- Geopolitical flashpoints are likely to keep oil prices volatile, but the market correction creates deep‑discount entry points.
- Phillip Capital projects the Nifty to hit 26,500‑27,500 by March 2027, based on earnings growth of 14‑17% YoY.
- Sector winners: Capital goods, defence, cement, and select banks are set to outpace the broader index.
- Top‑tier picks include L&T, HAL, BEL, Tata Steel, Axis Bank, and Titan – all positioned for the infrastructure surge.
- Risk management: Trim exposure to oil & gas, IT, and pharma while overweighting quality large‑caps and mid‑caps.
You’re missing the next big upside in Indian equities if you ignore the current correction.
Phillip Capital's Outlook on Indian Equities Amid US‑Israel‑Iran Tensions
The brokerage flags the escalating US‑Israel‑Iran standoff as a short‑term overhang for Indian markets. Higher crude prices could pinch corporate margins, especially for energy‑intensive sectors, and supply‑chain disruptions may shave GDP growth. However, Phillip Capital stresses that these shocks are expected to be transient. Historically, geopolitical spikes have led to brief market dips followed by a rebound as earnings fundamentals reassert themselves. For example, the 2014 oil price shock knocked the Nifty down 8%, yet the index recovered within six months, delivering a 12% rally thereafter.
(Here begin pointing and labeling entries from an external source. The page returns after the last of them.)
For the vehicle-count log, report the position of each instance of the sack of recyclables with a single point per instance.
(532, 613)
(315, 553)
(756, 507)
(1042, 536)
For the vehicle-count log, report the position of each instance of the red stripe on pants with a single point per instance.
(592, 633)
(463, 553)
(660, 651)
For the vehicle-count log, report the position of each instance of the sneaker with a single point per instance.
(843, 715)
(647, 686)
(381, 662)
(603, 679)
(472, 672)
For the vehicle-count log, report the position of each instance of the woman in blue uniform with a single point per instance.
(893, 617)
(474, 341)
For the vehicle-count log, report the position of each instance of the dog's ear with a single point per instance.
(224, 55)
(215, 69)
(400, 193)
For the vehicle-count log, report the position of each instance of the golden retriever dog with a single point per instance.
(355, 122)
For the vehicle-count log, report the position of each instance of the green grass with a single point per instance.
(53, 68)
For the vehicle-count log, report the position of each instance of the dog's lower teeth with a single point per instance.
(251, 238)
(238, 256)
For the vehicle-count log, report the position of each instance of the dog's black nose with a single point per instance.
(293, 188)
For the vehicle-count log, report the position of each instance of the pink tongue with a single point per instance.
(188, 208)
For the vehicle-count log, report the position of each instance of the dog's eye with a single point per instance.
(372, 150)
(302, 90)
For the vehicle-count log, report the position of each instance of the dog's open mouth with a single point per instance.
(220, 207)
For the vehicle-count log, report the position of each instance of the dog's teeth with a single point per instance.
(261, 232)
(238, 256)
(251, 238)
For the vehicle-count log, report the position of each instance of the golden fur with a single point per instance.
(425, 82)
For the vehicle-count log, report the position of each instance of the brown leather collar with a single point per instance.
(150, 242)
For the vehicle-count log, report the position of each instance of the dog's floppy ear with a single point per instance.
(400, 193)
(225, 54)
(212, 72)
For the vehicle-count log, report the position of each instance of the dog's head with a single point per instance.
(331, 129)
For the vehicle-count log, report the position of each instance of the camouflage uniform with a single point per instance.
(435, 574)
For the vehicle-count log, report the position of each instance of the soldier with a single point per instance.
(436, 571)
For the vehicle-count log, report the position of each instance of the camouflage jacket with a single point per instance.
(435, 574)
Why Capital Goods and Defence Stocks Are Poised for Outperformance
India’s infrastructure pipeline—roads, rail, ports, and renewable energy—requires massive capital allocation over the next decade. Capital‑goods conglomerates like Larsen & Toubro (L&T) and Hindalco are at the centre of this spend. Simultaneously, the defence budget is projected to rise by 8‑10% annually, driven by regional security concerns. Companies such as Hindustan Aeronautics (HAL) and Bharat Electronics (BEL) stand to capture a larger share of domestic procurement, reducing reliance on imports.
Technical note: “Capital goods” refers to durable equipment used to produce other goods, while “defence sector” encompasses manufacturers of weapons, aircraft, and related systems. Both benefit from sovereign‑level spending, which is less cyclical than consumer demand.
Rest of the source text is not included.